In 2024, rather than change direction and strengthen safeguards, the new Labour government continued the previous government’s moves to weaken safeguards and to expand detention, in full knowledge of the severe harm this risks – harm that cannot be described as accidental.

Changing lives

  • 508 referrals for detained people in 2024 – some say we changed the course of their lives.
  • 90% of a set of 73 clients assessed by Medical Justice clinicians and received a medio-legal report were released.

Secured systemic lasting change making detention less harmful for thousands of people

  • Released: research report “You’ll see the outside when you’re in Rwanda” – analysis of harm caused to 48 clients detained for removal to Rwanda. 82% were torture survivors. 78% had suicidal thoughts.
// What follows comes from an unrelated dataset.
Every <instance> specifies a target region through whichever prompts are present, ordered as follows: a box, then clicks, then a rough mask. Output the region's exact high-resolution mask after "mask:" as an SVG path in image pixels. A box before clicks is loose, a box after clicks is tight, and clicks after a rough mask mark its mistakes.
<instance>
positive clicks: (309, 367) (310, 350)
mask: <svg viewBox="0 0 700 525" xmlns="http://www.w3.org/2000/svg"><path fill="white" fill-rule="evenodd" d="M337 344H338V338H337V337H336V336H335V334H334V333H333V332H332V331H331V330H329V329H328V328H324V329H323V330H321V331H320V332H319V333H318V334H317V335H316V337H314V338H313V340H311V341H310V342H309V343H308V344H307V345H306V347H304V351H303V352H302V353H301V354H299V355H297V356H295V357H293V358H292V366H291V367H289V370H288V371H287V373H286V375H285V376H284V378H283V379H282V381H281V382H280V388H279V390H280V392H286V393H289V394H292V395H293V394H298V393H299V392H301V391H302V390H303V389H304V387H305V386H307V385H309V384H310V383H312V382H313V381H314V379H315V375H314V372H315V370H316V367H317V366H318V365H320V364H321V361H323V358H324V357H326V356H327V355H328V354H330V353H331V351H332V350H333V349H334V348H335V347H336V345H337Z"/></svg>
All 48 were released.
  • Established: duty to consult Medical Justice on detention policies affecting vulnerable people – our successful litigation means the Home Office must engage constructively with us, and receive our evidence and suggestions for improvements, which, if adopted, potentially benefit thousands of detained people.
  • Secured: improvements to clinical safeguards for thousands of detained people each year – including Home Office Rule 35 training for IRC clinicians, NHS England guidance on Rule 35 safeguarding reports and Adults at Risk Statutory Guidance.
  • Galvanised: Medical Justice evidence quoted by the Royal College of Psychiatrists – our research, analysis and case-studies used in the report “Protecting the mental health of people seeking sanctuary in the UK’s evolving legislative landscape”, covered by the British Medical Journal and galvanising the medical community.

 

Clearly these achievements in FY2025 are stepping stones. Our ultimate vision is that immigration detention is unable to harm anybody’s physical or mental health as it no longer exists in the UK. Certainly, this is a long-term endeavour, and it cannot come about without the stepping stones we are laying down now.

One of the most significant systems changes to make the immigration and asylum system more humane is to end the mistreatment of people held indefinitely in immigration detention. That is unlikely to happen without medical evidence of the harm. Medical Justice is the only source of such medical evidence as it is the only charity to send clinicians to see detained people in all the UK’s IRCs, to document the harm they suffer, to analyse and to present the evidence in a digested format to use in our own advocacy work for system change and by like-minded groups. Medical Justice is recognised as the UK’s expert on deterioration of detained people’s health, with extensive and uncontested evidence of how and why dysfunctional clinical safeguards severely harm detained people.

Medical Justice is a critical actor in the required collaboration of organisations and voices. In 2024, we galvanised the influential voice of the medical community and primed parliamentarians to act by bringing them together with experts, lawyers, detention monitoring bodies, and people with lived experience through the All-Party Parliamentary Group (APPG) on Immigration Detention for which we act as the secretariat.

We thank all our partners, clients and funders for their invaluable support.